In Ryan v. New York City Health & Hosps. Corp., 2017 NY Slip Op 32627(U) (Sup. Ct. NY Cty. Index 152457 /17 Dec. 15, 2017), the court, inter alia, dismissed plaintiff’s New York Labor Law 740 whistleblower claim.
This action arose from an incident in which plaintiff was “attacked and forcibly pushed” by another employee, resulting in injuries to her neck, shoulder, and back. Plaintiff was eventually terminated. She sued, alleging violations of (inter alia) New York’s whistleblower statute, Labor Law 740.

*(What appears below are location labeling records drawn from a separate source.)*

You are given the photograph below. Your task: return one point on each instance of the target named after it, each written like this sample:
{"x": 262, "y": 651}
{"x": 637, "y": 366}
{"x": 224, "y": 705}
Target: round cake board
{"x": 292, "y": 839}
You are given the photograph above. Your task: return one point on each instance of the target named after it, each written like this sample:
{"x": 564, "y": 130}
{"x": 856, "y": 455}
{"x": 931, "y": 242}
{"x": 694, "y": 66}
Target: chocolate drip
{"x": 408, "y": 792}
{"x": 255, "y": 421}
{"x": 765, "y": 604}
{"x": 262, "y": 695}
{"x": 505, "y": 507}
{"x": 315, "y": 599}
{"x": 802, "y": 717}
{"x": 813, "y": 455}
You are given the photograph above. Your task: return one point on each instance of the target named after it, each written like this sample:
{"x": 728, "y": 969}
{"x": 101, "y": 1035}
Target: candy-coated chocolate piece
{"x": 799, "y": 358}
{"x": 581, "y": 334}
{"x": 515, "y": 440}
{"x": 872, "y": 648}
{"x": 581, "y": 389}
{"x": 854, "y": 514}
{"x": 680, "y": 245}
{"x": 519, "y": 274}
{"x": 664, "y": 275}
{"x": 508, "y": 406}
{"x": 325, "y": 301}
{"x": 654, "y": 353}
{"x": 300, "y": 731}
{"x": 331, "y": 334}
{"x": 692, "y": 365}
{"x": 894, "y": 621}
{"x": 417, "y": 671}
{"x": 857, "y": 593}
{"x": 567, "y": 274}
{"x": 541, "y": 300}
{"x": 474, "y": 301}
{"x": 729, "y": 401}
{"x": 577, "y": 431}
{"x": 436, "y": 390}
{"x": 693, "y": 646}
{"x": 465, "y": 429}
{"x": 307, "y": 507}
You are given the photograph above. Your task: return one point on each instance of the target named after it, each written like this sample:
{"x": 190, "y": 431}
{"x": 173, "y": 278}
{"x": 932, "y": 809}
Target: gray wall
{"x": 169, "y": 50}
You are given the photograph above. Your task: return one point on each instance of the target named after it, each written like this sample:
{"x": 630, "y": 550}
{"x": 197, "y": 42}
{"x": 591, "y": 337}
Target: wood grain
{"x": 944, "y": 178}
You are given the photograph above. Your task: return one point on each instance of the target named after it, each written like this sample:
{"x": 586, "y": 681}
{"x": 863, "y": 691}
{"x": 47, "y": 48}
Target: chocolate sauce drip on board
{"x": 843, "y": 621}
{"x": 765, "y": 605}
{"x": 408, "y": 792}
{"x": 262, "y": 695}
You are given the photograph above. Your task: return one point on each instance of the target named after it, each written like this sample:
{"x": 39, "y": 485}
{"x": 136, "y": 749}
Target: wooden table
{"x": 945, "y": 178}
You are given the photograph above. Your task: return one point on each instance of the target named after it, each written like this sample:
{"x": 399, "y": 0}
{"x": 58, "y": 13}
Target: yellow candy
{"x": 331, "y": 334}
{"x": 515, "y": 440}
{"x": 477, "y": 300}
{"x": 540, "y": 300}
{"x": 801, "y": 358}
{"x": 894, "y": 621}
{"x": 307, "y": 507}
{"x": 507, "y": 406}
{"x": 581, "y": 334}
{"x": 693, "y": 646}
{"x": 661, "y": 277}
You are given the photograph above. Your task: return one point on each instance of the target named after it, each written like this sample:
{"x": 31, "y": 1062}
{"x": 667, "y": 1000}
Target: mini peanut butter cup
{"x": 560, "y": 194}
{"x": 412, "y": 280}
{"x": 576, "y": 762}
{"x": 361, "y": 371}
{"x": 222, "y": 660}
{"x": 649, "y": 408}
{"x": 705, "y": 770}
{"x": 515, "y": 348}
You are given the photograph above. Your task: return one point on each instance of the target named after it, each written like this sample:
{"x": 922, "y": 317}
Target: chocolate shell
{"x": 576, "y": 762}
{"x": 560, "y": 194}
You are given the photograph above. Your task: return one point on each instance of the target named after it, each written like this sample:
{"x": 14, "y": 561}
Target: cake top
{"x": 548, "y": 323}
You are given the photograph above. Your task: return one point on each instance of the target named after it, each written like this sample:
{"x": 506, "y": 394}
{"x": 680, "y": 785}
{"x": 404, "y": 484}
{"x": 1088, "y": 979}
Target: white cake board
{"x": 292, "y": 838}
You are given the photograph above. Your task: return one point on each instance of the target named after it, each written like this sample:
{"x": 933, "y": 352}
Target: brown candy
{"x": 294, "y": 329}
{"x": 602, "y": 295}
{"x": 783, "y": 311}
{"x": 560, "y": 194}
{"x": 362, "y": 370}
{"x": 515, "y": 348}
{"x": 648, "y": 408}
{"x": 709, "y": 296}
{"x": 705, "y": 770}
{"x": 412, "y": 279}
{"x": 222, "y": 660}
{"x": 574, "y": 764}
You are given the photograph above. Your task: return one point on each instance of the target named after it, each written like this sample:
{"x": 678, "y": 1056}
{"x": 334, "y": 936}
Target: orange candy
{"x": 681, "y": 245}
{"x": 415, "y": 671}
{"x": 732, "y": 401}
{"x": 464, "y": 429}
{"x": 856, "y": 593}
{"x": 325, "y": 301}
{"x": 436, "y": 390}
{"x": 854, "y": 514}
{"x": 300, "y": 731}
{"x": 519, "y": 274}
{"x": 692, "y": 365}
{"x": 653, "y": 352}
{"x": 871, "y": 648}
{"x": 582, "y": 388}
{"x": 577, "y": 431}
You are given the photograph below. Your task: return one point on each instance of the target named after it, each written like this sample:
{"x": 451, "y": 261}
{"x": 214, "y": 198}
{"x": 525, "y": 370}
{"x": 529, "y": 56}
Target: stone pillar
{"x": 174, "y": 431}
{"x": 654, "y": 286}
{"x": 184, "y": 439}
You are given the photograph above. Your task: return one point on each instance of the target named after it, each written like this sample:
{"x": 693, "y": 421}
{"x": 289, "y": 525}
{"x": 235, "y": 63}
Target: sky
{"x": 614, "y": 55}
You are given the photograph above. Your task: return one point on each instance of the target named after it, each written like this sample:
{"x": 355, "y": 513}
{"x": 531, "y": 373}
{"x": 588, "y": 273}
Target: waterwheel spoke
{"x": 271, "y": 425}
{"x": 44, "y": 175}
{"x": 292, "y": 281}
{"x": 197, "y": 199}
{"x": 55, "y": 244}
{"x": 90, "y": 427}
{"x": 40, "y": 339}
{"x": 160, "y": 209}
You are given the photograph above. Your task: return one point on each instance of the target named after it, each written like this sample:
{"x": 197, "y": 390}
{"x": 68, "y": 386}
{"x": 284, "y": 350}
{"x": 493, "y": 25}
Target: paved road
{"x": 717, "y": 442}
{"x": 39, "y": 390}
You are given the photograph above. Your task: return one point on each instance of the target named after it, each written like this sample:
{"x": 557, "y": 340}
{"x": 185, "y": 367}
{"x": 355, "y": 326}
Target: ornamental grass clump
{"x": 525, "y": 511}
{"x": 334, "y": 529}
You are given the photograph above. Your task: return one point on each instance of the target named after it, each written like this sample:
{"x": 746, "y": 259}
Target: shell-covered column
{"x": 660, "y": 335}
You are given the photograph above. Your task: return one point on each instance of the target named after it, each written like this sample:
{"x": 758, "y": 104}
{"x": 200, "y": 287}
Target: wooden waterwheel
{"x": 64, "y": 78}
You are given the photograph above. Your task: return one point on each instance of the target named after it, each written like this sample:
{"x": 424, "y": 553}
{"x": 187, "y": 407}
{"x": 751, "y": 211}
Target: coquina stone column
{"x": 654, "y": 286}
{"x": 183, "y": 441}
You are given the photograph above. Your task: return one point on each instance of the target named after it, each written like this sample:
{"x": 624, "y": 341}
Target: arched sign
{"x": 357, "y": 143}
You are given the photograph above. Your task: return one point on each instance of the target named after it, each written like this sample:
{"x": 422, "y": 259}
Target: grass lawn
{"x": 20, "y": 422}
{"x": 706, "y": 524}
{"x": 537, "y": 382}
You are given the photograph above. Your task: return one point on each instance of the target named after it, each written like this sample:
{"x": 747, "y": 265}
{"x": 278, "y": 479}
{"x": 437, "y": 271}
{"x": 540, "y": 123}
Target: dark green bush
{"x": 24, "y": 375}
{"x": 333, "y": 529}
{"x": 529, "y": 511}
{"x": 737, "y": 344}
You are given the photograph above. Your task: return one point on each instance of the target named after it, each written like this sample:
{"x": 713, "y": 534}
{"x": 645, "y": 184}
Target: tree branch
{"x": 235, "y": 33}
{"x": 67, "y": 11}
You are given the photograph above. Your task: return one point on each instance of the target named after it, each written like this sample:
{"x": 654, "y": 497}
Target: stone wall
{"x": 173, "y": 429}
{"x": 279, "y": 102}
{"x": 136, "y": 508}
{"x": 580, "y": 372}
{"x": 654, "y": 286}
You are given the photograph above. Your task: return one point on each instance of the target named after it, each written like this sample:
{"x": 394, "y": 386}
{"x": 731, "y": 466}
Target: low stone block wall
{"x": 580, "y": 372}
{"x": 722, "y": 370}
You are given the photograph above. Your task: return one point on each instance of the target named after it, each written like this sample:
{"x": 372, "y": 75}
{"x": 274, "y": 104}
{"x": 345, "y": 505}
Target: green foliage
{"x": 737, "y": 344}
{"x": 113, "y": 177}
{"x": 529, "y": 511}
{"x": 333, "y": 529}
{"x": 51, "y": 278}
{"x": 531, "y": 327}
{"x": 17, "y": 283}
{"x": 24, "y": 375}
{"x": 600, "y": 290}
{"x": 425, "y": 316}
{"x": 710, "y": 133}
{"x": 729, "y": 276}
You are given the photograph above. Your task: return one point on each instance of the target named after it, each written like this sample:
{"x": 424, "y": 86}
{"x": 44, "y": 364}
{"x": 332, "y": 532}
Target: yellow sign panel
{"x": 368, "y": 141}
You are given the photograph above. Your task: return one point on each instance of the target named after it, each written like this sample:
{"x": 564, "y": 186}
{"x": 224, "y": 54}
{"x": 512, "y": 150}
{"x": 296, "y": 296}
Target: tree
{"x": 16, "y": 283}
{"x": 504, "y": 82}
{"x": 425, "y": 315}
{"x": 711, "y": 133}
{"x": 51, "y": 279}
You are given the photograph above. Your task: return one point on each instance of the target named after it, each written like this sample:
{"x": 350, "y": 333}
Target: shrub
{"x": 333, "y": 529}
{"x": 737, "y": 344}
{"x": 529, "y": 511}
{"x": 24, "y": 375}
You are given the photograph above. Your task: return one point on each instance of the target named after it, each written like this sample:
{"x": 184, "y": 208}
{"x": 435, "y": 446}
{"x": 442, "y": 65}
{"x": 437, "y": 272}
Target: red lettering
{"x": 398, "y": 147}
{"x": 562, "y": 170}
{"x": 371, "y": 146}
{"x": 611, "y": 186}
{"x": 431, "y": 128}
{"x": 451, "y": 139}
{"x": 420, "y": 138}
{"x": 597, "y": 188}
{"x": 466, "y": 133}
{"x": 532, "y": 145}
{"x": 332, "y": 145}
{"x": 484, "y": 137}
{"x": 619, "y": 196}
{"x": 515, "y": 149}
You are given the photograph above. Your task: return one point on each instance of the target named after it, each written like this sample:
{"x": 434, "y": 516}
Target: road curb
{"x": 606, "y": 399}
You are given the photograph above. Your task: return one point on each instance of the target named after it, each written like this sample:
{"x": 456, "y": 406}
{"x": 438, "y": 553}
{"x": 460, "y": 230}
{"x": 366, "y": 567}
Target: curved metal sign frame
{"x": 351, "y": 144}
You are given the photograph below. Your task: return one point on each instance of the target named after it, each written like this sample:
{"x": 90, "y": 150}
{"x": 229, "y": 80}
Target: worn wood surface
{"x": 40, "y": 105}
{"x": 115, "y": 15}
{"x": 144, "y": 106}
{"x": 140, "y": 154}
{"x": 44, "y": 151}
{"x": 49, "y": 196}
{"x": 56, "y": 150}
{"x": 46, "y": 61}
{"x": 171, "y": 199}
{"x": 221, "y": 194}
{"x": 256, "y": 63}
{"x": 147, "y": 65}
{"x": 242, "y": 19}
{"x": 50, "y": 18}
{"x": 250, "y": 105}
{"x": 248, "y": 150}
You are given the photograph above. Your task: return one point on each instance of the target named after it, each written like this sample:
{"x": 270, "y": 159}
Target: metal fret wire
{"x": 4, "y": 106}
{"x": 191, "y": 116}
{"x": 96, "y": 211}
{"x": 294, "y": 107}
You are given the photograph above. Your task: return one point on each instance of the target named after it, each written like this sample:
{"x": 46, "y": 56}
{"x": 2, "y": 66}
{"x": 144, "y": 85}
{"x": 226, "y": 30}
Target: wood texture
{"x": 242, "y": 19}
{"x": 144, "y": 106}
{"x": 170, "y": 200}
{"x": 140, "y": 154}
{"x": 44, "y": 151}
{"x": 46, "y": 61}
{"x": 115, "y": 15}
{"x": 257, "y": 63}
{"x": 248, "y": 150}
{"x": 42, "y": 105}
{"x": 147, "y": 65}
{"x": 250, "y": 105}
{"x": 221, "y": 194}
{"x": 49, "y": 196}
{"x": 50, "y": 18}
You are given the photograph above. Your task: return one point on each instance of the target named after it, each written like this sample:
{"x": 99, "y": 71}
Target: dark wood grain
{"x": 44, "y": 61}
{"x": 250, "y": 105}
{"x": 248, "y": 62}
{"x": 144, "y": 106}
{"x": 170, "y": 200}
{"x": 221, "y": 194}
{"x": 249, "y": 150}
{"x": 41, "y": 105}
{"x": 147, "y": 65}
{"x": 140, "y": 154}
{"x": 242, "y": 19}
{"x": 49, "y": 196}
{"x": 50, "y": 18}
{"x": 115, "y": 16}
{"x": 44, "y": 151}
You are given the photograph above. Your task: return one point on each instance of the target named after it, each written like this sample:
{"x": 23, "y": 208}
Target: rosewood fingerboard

The court summarized the law:
Labor Law 740, was designed to prevent health care employers from taking retaliatory action against a health care employee who “discloses, or threatens to disclose to a supervisor or to a public body an activity, policy or practice of the employer that is in violation of law, rule or regulation which violation creates and presents a substantial and specific danger to the public health or safety, or which constitutes health care fraud.” Labor Law 740(2)(a); see also 2002 NY ALS 24. In order to proceed with a claim under Labor Law 740, a plaintiff must identify the “substantial and specific danger to the public health and safety” that was disclosed or threatened to be disclosed. Id. Further, where a plaintiff asserts Labor Law 740 claims, “[t]he law requires that there be not only an actual,
as opposed to a possible violation, but also an actual and substantial present danger to the public health. Reasonable belief as a basis for protection under Labor Law § 7 40 will not suffice.,,
In sum, plaintiff’s claim failed because she was unable to identify a “substantial and specific danger to the public health and safety.”